Why is it more important to read Ashley's status and new note on facebook than to see Ralph and Jack and Simon and Piggy's quarrels on that little island? Because to them, it is not relevant. It doesn't concern them. Reading as Piggy is smacked off that cliff and his body shattering against the rocks means nothing. Its fiction.

But if they took a few days to read the book, they'd see the similarities between these 12 and under boys and themselves. Let's take a look at another book, even darker than The Lord of the Flies.

In A Brave New World, Aldous Huxley shows us what our society is headed to, even faster than he had originally thought. If he hadn;t died in 1963, and he were alive today, he would be appalled at how true his words are. How the world won't be controlled ruthlessly by a Big Brother inflicting pain and using fear to control citizens like in 1984, but how we will be overcome, not by what we hate, but what we love.

A shallow society, with hollow minds, and even more hollow hearts. The world IS becoming irrelevant to today's youth. It all doesn't matter, because I have to see this hilarious commercial.

Many books are out there to describe the future in a dystopian society (The Lord of the Flies, A Brave New World, A Clockwork Orange, 1984, Fahrenheit 451, The Giver), and combined they tell a somber truth about the world being inherited by the next generation.

I will always keep a copy of my favorite books, 1984 being my ultimate favorite. But as the world becomes less relevant to the ones around me, and soon they start forgetting books, strange things will happen. 1984 may not be the society we are heading for, but the novel has one thing deathly right. If everyone in the world believes something, is it true? Or more importantly, if they don't believe in something, or merely forgot it (like books) does that mean it isn't beautiful? Does that make the art of J.R.R. Tolkien and his Hobbit, and Lord of the Rings any less beautiful, because I'm the only one who thinks so?

Wednesday, November 16, 2011

JoePa and Puppies

We were talking about JoePa in class. Here's my opinion:

He lived a great life. He helped so many kids. He was a hero to many. He was selfless. Finally, he did not tell authorities about a case of child molestation that he knew was occuring. If you ask me, that is pretty messed up. It's not like he knew about some roberry, or some planned assault: he knew about a dozen kids being molested by a member of his coaching staff and by my guess, his friend.

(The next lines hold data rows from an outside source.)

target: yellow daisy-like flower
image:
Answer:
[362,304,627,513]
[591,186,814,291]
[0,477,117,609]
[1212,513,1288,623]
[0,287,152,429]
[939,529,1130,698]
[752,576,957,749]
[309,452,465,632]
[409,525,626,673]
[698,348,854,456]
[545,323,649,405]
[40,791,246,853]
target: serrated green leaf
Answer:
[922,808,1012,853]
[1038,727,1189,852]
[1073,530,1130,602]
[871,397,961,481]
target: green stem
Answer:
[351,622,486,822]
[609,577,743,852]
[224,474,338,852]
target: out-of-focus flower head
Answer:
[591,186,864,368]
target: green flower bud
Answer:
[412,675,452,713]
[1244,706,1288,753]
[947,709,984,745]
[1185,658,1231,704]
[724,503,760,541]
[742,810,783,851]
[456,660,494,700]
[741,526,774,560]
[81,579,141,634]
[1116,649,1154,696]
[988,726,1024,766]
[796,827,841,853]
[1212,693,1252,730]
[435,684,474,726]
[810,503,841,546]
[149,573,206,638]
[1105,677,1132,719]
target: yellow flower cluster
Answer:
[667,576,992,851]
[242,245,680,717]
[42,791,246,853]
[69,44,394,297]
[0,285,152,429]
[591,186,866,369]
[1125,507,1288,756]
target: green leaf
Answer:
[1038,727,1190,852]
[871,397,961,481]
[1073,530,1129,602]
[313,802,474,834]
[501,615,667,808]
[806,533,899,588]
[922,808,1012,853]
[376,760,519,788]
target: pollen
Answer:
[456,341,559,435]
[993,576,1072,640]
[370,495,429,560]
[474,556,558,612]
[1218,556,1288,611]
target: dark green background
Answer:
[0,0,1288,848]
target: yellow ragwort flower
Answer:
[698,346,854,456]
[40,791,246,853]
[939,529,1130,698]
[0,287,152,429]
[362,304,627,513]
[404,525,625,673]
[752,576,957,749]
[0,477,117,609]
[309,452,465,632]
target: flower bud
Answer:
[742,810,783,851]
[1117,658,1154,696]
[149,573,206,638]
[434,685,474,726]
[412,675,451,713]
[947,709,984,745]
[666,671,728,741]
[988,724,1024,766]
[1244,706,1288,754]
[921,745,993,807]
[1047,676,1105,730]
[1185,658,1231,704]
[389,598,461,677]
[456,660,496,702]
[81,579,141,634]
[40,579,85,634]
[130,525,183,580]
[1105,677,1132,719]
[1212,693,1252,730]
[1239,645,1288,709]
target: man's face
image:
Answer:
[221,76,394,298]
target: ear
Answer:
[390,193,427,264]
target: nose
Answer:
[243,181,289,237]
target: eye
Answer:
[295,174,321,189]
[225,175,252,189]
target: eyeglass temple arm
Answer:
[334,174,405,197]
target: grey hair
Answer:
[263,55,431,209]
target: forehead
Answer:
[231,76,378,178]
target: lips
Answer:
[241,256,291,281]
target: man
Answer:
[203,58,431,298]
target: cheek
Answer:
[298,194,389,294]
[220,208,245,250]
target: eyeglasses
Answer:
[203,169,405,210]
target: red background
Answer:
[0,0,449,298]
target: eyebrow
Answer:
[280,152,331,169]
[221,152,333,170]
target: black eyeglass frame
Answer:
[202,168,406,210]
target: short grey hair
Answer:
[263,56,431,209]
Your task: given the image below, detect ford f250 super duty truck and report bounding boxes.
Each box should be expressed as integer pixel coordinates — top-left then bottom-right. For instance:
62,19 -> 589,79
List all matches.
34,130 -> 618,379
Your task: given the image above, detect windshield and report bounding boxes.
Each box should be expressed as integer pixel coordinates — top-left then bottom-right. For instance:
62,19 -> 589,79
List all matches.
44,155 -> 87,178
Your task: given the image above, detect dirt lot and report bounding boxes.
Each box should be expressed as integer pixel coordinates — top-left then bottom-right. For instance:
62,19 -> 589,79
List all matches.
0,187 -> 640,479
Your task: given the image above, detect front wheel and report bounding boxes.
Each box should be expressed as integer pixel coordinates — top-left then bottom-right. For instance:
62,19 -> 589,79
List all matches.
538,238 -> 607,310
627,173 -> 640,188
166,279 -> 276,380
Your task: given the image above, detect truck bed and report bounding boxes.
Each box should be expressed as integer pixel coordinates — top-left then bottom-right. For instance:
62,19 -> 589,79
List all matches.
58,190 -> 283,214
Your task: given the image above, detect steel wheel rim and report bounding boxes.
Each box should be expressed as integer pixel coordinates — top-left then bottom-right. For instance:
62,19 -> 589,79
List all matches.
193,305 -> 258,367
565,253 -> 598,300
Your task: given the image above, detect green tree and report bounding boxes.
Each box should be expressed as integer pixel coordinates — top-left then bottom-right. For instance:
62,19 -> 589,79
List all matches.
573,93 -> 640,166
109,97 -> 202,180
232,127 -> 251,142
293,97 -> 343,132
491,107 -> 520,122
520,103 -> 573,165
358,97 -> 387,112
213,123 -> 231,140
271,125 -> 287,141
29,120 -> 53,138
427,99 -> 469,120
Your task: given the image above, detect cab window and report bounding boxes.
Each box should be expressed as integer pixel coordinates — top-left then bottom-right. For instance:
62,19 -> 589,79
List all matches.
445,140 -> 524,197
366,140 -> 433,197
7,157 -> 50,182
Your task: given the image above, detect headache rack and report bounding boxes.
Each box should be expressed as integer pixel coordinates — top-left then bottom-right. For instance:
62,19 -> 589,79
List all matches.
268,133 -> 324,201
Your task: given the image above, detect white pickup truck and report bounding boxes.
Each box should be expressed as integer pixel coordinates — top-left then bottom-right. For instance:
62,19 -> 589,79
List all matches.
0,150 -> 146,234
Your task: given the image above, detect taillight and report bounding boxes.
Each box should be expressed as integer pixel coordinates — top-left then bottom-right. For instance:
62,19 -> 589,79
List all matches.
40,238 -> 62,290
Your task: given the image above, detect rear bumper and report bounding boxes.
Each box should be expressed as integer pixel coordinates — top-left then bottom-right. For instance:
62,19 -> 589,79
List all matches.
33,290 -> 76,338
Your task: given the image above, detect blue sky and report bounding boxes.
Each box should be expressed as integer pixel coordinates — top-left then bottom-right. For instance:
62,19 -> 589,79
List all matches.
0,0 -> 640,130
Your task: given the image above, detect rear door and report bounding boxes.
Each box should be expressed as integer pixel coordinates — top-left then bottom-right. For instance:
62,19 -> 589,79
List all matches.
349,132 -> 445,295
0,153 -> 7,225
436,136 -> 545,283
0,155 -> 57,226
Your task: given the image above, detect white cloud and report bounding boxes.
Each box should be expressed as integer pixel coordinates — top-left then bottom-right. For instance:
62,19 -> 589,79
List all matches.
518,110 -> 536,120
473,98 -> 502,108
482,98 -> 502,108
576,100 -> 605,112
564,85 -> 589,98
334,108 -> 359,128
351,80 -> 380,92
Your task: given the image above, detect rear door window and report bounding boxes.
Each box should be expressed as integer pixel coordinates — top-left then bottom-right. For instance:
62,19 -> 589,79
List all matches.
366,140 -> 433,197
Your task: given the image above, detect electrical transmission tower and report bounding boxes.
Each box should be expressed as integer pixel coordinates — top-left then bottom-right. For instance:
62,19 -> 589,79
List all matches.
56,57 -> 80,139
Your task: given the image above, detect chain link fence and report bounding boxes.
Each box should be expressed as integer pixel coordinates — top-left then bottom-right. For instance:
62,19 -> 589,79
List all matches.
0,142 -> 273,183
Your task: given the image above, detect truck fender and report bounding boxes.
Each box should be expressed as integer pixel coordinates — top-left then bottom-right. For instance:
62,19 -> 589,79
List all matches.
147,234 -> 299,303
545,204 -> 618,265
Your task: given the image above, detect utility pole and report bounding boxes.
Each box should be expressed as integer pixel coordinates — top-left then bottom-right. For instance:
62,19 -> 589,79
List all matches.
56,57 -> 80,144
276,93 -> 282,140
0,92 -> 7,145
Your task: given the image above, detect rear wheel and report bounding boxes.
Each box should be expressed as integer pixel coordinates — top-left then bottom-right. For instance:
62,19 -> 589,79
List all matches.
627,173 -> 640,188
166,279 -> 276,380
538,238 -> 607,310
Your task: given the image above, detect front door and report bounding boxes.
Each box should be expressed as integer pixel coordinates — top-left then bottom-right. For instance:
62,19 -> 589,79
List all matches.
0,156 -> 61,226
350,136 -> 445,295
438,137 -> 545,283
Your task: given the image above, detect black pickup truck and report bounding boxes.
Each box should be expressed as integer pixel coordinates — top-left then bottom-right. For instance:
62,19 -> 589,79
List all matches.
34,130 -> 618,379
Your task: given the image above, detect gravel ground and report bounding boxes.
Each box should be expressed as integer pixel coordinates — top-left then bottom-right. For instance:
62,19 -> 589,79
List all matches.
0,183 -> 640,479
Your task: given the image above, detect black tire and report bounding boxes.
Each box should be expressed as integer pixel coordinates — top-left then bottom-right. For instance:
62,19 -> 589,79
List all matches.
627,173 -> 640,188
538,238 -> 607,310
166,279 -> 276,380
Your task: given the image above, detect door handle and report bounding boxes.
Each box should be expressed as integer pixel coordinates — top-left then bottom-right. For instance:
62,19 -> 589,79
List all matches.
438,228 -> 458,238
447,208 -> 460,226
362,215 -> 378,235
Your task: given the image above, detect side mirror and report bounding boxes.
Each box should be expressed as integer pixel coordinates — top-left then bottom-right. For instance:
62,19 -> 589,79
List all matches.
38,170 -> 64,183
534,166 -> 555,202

I don't think his whole life should be forgotten by recent events, but the new events will always overshadow his life as "saint".

ON another note, I'm secretly getting my girlfriend a puppy for her borthday in February. She and her parents don't know about it, and I'm not sure what their reactions will be, but still.

Monday, October 24, 2011

Sagan


Carl Edward Sagan (November 9, 1934 – December 20, 1996) was an American astronomer, astrophysicist,cosmologist, author, science popularizer, and science communicator in space and natural sciences. During his lifetime, he published more than 600 scientific papers and popular articles and was author, co-author, or editor of more than 20 books. In his works, he advocated scientifically skeptical inquiry and the scientific method, pioneered exobiology and promoted the Search for Extra-Terrestrial Intelligence (SETI).
Sagan became world-famous for his popular science books and for the award-winning 1980 television series Cosmos: A Personal Voyage, which he narrated and co-wrote. The book Cosmos was published to accompany the series. Sagan wrote the novel Contact, the basis for a 1997 film of the same name.